すべてのサイクルにおいて、コカインによる側坐核でのCFOsおよびphos Bの発現誘導は、曝露から1時間後および2時間後に最大となることが結果から示されています。この手順に続き、次世代シーケンシングなどの他の手法を実施することで、未特性の新規転写物を同定することが可能です。
完全なトランスクリプトを表示し、数千本の科学動画にアクセス
本原稿では、行動パラダイム後のげっ歯類の特定の脳核における転写プログラムを解析するためのプロトコルについて説明します。このアプローチについて、急性コカイン曝露後のマウスの側坐核(NAc)で誘導される遺伝子のプロファイリングを通じて例示します。

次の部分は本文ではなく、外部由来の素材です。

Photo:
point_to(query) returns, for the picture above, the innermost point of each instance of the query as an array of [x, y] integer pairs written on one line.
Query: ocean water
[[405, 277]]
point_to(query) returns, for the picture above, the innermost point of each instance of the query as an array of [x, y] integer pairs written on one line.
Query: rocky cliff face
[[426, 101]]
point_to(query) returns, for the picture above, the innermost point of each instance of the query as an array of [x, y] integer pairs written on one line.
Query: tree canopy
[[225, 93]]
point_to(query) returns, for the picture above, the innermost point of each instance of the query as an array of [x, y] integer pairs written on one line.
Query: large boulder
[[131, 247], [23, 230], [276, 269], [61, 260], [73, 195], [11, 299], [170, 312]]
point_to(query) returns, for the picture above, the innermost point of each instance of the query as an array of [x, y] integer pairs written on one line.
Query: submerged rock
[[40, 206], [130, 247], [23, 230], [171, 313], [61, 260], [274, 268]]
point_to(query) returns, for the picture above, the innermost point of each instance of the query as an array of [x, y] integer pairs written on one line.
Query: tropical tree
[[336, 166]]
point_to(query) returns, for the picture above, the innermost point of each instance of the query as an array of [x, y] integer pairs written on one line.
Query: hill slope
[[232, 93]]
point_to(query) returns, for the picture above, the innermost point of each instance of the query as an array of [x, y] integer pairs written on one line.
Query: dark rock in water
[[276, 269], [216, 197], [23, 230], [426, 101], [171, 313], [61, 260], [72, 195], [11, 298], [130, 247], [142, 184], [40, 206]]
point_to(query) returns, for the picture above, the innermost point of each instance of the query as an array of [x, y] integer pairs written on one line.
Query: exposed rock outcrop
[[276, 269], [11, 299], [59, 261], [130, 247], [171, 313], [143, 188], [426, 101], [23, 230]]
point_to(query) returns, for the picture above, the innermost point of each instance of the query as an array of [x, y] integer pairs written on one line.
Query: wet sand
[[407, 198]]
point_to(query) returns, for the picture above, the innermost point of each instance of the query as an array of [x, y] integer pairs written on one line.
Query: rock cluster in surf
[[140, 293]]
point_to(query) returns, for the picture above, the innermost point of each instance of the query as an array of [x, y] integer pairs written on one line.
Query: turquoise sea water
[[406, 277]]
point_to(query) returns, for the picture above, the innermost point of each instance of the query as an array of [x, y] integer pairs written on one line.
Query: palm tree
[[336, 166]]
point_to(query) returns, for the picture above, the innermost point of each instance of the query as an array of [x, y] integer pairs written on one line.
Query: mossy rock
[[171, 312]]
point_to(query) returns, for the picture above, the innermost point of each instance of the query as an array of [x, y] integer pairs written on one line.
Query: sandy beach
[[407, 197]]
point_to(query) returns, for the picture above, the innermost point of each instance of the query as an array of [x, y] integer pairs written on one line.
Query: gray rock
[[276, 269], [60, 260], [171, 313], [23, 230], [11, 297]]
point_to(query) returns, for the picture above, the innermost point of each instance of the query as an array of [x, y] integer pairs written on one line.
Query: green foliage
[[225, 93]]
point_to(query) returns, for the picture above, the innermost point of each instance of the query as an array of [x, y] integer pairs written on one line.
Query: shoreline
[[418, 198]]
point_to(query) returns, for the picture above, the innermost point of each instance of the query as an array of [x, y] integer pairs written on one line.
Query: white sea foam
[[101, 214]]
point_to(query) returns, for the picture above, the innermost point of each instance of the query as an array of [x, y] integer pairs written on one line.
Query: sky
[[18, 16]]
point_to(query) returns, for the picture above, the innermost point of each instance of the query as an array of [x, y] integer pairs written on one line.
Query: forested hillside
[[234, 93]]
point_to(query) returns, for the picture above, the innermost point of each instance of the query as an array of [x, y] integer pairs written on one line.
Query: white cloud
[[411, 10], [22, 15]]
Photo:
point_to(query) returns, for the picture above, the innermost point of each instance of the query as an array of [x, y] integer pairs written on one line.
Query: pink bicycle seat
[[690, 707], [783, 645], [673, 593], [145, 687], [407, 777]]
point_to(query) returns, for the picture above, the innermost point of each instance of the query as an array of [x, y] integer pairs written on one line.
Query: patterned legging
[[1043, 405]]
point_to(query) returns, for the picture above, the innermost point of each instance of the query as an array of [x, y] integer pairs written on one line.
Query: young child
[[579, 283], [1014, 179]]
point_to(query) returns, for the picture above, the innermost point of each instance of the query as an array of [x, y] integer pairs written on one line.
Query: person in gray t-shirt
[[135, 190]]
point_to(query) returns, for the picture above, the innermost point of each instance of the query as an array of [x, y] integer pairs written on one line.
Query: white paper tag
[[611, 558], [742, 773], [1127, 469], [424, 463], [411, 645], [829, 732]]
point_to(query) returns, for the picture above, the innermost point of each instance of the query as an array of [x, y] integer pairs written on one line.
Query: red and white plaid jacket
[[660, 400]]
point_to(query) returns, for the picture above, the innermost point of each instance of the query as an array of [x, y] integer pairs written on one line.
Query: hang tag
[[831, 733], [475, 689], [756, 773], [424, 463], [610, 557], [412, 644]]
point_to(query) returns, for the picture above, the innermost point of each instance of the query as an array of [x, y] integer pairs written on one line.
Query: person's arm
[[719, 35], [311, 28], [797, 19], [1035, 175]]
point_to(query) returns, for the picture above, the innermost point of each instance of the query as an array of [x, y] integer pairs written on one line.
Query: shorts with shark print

本プロトコルにより、バイオ医薬品の研究開発チームは、行動学的または薬理学的な摂動後の特定の脳領域における転写ダイナミクスを定量的に評価することが可能となり、神経精神疾患治療薬の創薬におけるターゲットバリデーションを支援します。限られた組織サンプルから再現性のある定量的な遺伝子発現リードアウトを提供することで、初期段階のメカニズム研究における予測信頼性を高め、中枢神経系(CNS)標的治療薬の開発における意思決定(go/no-go判断)に寄与します。この手法は、リード最適化への投資に先立ち、依存症、報酬系、および行動表現型に関連する仮説のリスクを低減させるために特に有用です。
この手法は初期探索のプロセスに組み込まれており、中枢神経系(CNS)創薬プログラムにおけるリード化合物特定に向けた取り組みに先立ち、仮説に基づいたターゲットバリデーションおよびアッセイ開発を支援します。